The chain rule is a fundamental technique in calculus for finding the derivative of composite functions. A composite function is essentially a function nested inside another function. For example, for our exercise, we have \((3t^2 - 2)^{-4}\), where \( (3t^2 - 2) \) is inside \((-4)\) as an exponent. To differentiate it, we first take the derivative of the outer function, \( (3t^2 - 2)^{-4} \), with respect to the inner function, and then multiply by the derivative of the inner function itself.

• First, derivative of the outer: multiply by -4 and reduce the exponent by 1.
• Then, multiply by the derivative of the inner: differentiate \( 3t^2 - 2 \) to get \( 6t \).

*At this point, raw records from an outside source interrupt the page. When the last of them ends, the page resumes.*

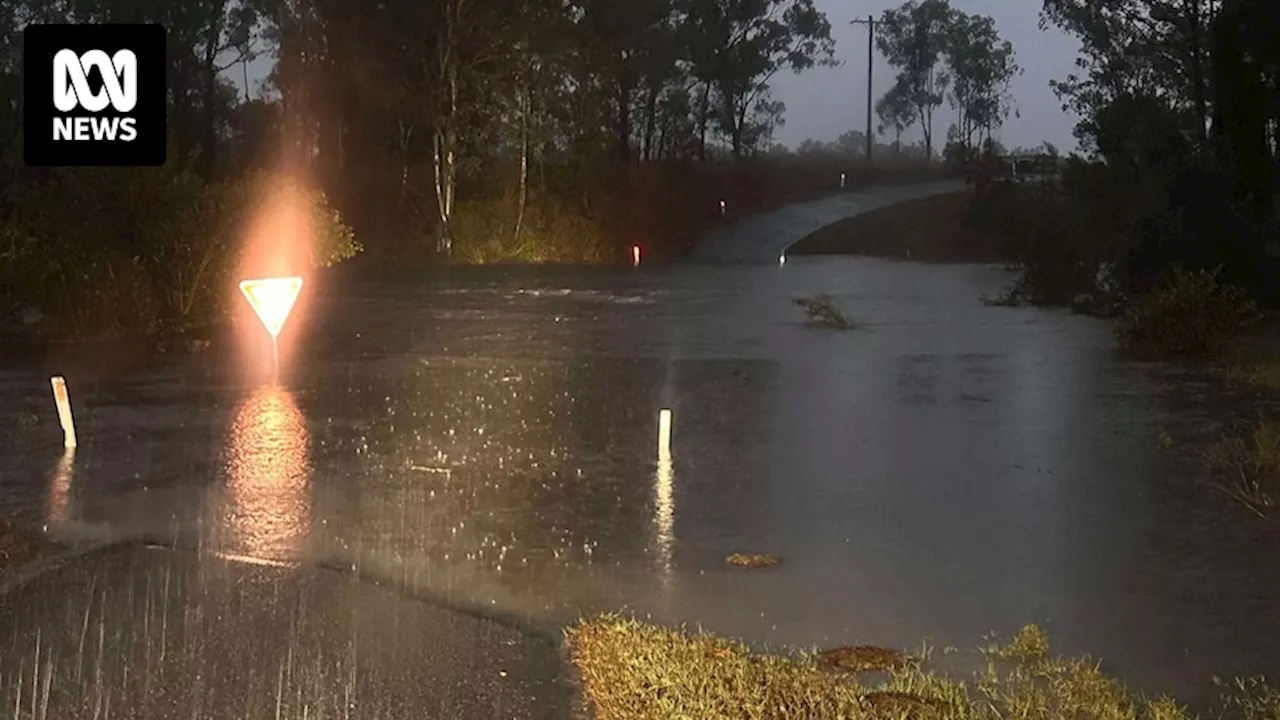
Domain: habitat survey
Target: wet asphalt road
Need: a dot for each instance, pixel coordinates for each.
(149, 633)
(488, 440)
(762, 238)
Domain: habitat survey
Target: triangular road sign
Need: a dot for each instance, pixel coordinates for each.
(272, 300)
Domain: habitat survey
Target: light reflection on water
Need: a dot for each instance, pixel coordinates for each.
(664, 510)
(268, 496)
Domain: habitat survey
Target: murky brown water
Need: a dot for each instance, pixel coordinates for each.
(492, 438)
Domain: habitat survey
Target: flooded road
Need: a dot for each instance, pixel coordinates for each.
(490, 440)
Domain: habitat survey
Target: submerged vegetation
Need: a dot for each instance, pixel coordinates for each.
(1189, 314)
(635, 670)
(823, 311)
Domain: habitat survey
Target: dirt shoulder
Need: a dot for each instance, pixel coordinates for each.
(929, 229)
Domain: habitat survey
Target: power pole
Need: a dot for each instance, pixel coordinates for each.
(871, 60)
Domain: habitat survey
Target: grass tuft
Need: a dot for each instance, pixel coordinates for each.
(1248, 468)
(753, 560)
(639, 671)
(823, 311)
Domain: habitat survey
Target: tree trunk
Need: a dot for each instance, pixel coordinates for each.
(650, 119)
(524, 159)
(624, 124)
(703, 110)
(1198, 83)
(444, 159)
(406, 136)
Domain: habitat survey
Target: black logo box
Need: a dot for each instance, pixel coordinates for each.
(41, 42)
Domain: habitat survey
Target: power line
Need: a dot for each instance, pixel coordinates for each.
(871, 60)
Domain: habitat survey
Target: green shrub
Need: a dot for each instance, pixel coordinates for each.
(1189, 314)
(119, 251)
(484, 232)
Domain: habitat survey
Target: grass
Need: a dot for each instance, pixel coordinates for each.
(1248, 468)
(1261, 374)
(632, 670)
(823, 311)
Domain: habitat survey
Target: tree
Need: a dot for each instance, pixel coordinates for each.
(896, 112)
(981, 67)
(914, 37)
(1138, 48)
(736, 46)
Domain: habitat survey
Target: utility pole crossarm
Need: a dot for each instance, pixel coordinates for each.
(871, 62)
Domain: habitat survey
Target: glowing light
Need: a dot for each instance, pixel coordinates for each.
(268, 504)
(664, 510)
(272, 300)
(64, 409)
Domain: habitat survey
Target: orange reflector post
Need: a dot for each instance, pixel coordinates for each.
(64, 410)
(664, 433)
(272, 300)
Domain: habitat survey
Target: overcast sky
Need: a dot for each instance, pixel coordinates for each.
(827, 101)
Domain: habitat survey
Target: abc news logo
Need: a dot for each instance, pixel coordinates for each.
(94, 95)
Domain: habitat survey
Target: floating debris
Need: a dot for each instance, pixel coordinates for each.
(864, 659)
(753, 560)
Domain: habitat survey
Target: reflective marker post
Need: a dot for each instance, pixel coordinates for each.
(64, 409)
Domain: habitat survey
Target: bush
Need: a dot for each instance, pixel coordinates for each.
(124, 251)
(484, 232)
(1189, 314)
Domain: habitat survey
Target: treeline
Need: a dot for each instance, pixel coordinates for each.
(457, 130)
(1179, 105)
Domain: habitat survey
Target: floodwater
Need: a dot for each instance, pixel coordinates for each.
(490, 440)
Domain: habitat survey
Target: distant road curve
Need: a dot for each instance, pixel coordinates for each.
(760, 238)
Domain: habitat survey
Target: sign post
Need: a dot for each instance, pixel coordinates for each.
(272, 300)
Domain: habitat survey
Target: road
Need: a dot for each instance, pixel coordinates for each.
(760, 238)
(485, 441)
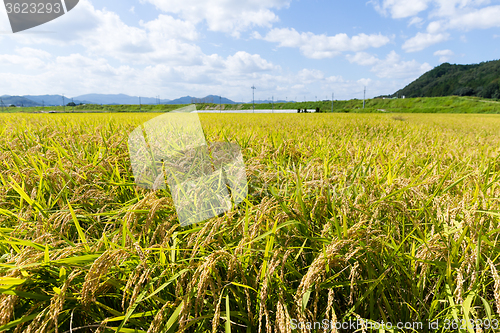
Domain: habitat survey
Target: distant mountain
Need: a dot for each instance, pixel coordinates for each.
(482, 80)
(106, 99)
(53, 99)
(267, 101)
(17, 101)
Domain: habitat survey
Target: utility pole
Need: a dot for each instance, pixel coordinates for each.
(253, 98)
(364, 97)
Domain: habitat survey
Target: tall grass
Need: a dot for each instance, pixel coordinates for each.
(349, 217)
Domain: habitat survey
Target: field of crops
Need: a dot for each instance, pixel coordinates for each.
(382, 217)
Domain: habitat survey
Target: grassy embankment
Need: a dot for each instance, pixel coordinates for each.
(451, 104)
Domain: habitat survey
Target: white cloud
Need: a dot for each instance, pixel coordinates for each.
(226, 16)
(424, 40)
(392, 67)
(444, 55)
(450, 14)
(323, 46)
(363, 58)
(243, 62)
(167, 27)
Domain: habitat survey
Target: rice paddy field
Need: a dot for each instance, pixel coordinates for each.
(375, 218)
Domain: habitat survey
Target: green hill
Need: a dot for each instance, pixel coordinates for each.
(481, 80)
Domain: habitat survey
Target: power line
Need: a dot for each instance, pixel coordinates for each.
(364, 97)
(253, 98)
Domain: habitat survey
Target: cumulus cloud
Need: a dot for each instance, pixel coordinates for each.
(323, 46)
(424, 40)
(392, 67)
(484, 18)
(231, 17)
(444, 55)
(449, 14)
(400, 8)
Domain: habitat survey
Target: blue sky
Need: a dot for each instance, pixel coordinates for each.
(288, 49)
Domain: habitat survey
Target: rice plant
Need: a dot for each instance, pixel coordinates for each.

Lastly, the chain rule is particularly useful because it simplifies the process of differentiating complex expressions. In practice, it helps break down a difficult derivative into more manageable parts.

The product rule is essential when you need to differentiate expressions that are the product of two or more functions. This rule states that the derivative of a product of two functions, say \( u(t) \) and \( v(t) \), is given by \((u'v + uv')\). In our problem, we apply the product rule when taking the second derivative of \( \dot{g}(t) = -24t(3t^2 - 2)^{-5} \).

• Differentiating \( -24t \) yields \(-24\).
• The function \( (3t^2 - 2)^{-5} \) requires the chain rule again, followed by multiplication by \(-24t \).

By using both the chain and product rules effectively, we can achieve accurate and precise derivative calculations for complicated functions.

When tackling calculus problems, especially when involving multiple differentiation rules such as chain and product rules, a systematic approach is crucial. Here are some strategies for effective calculus problem solving:

• Identify the structure: Determine whether the function involves basic differentiation, chain rule, product rule, or a combination.
• Execute systematically: Follow step-by-step to avoid skipping critical parts of the differentiation processes.
• Check results: Substitute values or simplify expressions to verify accuracy.

By practicing these techniques regularly, your problem-solving skills in calculus will become more efficient, leading to quicker and more accurate solutions.

Evaluating derivatives is at the heart of calculus and often involves applying differentiation rules to determine the rate of change or slope of a function. For the exercise given, evaluating involves substituting a specific variable value into the derivative you've computed.

Here, to find \( dot{g}(1)\), after deriving \( \ddot{g}(t) = -24(3t^2 - 2)^{-5} + 720t^2(3t^2 - 2)^{-6} \), we substitute \( t = 1 \) to find its exact rate at that point:

• First calculate the components: \( (3 \cdot 1^2 - 2)^{-5} = 1\) and \( (3 \cdot 1^2 - 2)^{-6} = 1 \).
• Then simplify: \( -24 \cdot 1 + 720 \cdot 1 = 696 \).

This process of substitution and simplification is key to evaluating derivatives accurately at particular points.